Using ProGet: Package Level Filtering for Infragistics Customers

Joshua Lezmi / Wednesday, December 5, 2018

General Purpose:

Since launching 16.2, Infragistics has provided NuGet packages across all of our UI controls for licensed users through our package repository; we have been using ProGet from Inedo to manage our packages in two core scenarios. In this post, we will discuss how ProGet helped us achieve package level filtering on feeds that only Infragistics customers should be allowed access to. 

The Problem:

We want to expose our private NuGet feed to our customers that have active subscriptions and provide a URL that we could declare publicly, but one that only licensed customers have access to. We also wish to avoid performing extra work (such as creating and managing new accounts for a third-party service). Customers should only need their Infragistics credentials to utilize Infragistics content.  

We also need to restrict the packages they can browse to the products and versions that they’ve paid for.  Hosting private feeds usually requires an all-or-nothing approach to feed management. Meaning, you either see all of the packages or you don’t see any of them. Access to the feed is also generally set by the feed owners in advance. We want to make it as frictionless as possible for a customer to access our feed; needing to create an account and get someone at Infragistics to assign permissions would not be so seamless. 

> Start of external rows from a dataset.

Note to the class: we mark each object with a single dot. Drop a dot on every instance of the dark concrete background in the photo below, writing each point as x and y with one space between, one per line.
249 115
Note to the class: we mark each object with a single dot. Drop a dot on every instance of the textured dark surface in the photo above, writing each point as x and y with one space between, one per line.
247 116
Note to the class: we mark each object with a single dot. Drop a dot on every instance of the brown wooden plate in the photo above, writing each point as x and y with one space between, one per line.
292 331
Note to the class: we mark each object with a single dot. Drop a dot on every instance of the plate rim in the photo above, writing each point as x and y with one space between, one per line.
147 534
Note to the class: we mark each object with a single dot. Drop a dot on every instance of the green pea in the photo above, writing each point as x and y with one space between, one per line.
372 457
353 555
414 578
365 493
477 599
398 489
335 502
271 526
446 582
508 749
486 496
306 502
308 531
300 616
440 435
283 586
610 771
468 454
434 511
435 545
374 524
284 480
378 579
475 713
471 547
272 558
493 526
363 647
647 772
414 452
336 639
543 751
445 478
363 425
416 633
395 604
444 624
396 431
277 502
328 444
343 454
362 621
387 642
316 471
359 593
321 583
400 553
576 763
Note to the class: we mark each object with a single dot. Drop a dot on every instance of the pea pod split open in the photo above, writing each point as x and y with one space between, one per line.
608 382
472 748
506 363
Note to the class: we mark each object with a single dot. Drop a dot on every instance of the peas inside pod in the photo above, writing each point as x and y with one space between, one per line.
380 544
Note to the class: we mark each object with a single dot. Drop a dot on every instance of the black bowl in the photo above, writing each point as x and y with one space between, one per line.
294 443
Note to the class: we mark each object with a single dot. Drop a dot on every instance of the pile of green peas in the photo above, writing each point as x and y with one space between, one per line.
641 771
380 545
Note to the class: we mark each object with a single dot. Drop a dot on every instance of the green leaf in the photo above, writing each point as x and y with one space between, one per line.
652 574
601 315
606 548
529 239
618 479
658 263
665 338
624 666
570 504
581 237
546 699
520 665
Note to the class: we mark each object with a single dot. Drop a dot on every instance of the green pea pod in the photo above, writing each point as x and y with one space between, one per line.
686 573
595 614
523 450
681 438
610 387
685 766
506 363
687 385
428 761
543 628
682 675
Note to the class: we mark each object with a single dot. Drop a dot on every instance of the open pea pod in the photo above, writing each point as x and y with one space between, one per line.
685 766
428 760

What Does ProGet Provide to Resolve This Issue:

ProGet provides extension support that allows us to insert functionality into the process that browses for packages on the feed.  If the feed “customers” were members of the Infragistics organization, the built-in ActiveDirectoryfunctionality provided by ProGet would work.  Since our customers are not part of the Infragistics organization, we needed a solution that would work outside of the ActiveDirectory. Fortunately, we can inherit the required functionality and override the authentication behavior to suit our needs. 

How We Did It:

  1. Created a simple class library project 
  2. Included the Inedo.SDK NuGet package as a dependency 
  3. Created a custom UserDirectory class to handle our own authentication: 
    • Inherited from the Inedo.Extensibility.UserDirectories.UserDirectory class 
    • Overrode methods that handle the user’s registration and create new ProGet users as required. 
    • Created users inside the Proget database in order to store the users. 
  4. Once the user has access to ProGet and our feed, our custom package filtering took over: 
    • Created a class that overrode Inedo.Extensibility.PackageFilters.PackageFilter 
    • We overrode the IsPackageIncluded method and performed our own logic to determine if a package is relevant for that user. Since users are authenticated with their accounts, we knew what products and versions they had purchased. We compared this with our package names, version numbers, and release dates to determine if it would be included in the customer’s list.  
  5. Once our project was compiled and an *.inedox(*.progetx) file was generated, placing that file inside the ProGet extension folder showed our extension in the ‘Manager Extension’ page. 
  6. Once the extension was loaded by the Proget, our custom directory showed at the ‘Change User Directory’ dialog and we simply switched to it.